Better Notifications via Better Callbacks - Part 1

Category: Useful Airflow Patterns

In Part 1 we will build a simple generic notification router for Airflow. In Part 2 we will then refactor our generic notification router to be more robust and safer.

If you want to skip the discussion, the full code can be found on github.

Motivations for Better Callbacks

Traditionally in airflow one manages notifications for tasks via the on_success_callback and on_failure_callback which take a Callable. For example, you often see something like:

from . import (
    slack_failure_callback,
    slack_retry_callback,
    slack_success_callback
 ) # as examples callback services you may already have

with DAG(dag_id='my_dag') as dag:

    first_task = DummyOperator(
        task_id='first_task',
        on_success_callback=slack_success_callback,
        on_failure_callback=slack_failure_callback,
        on_retry_callback=slack_retry_callback,
    )

    second_task = DummyOperator(
        task_id='second_task',
        on_success_callback=slack_success_callback,
        on_failure_callback=slack_failure_callback,
        on_retry_callback=slack_retry_callback,
    )

    third_task = DummyOperator(
        task_id='third_task',
        on_success_callback=slack_success_callback,
        on_failure_callback=slack_failure_callback,
        on_retry_callback=slack_retry_callback,
    )

    first_task >> second_task >> third_task

This gets rather repetitive quickly. Luckily airflow provides a default_args mechanism on the DAG level, so we could instead do something like:

from . import (
    slack_failure_callback,
    slack_retry_callback,
    slack_success_callback
) # as examples callback services you may alerady have

default_args = {
    'on_failure_callback': slack_failure_callback,
    'on_retry_callback': slack_retry_callback,
    'on_success_callback': slack_success_callback,
}

with DAG(
    dag_id='my_dag',
    default_args=default_args,
) as dag:

    first_task = DummyOperator(
        task_id='first_task',
    )

    second_task = DummyOperator(
        task_id='second_task',
    )

    third_task = DummyOperator(
        task_id='third_task',
    )

    first_task >> second_task >> third_task

However:

  • What if we want to send different types of notifications depending on the task? We're back to putting callbacks on each task.
  • What if we want to send notifications to multiple places? We're stuck building wrappers around other callbacks.

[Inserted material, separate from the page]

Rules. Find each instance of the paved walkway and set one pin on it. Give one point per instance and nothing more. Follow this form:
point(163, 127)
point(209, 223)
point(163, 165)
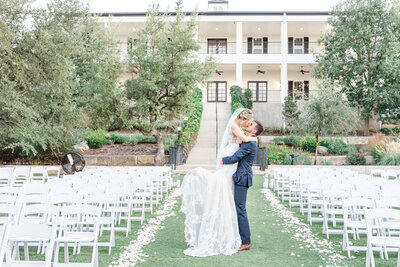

Because the code for attaching a notification to a task and routing that notification is intermingled, this makes callbacks hard to work with. What we need instead is a universal router we can attach to any task that will have a separate machanism to decide where to send events.

Building A Callback Router

In order to have a router, we must first define the notion of routes. Routes for a success/failure/retry will be a yaml file of notifier_type (email, slack, etc) which have places they send_to given any number of conditions (which are arbitarry python expressions). More concretely, this will look like:

<notifier_type>
    - send_to: <who>
      where:
        - <condition>
        - <condition>
        - <...>

For example we could have

# on_failure.yaml

slack:
    - send_to: '#dataload_notifiactions'
      where:
        - airflow_environment=="Production"
        - dag_id == "very_loud_dag"
email:
    - send_to: 'staging_notifiactions@company.com'
      where:
        - airflow_environment=="Staging"

Here we would send an email for every failure in staging and a slack message for every failure in production and any failure coming from very_loud_dag. Having an expressive human readable language for our routes allows us to easily make changes to notifications and understand where notifactions go without wading though all the business logic of the tasks themselves.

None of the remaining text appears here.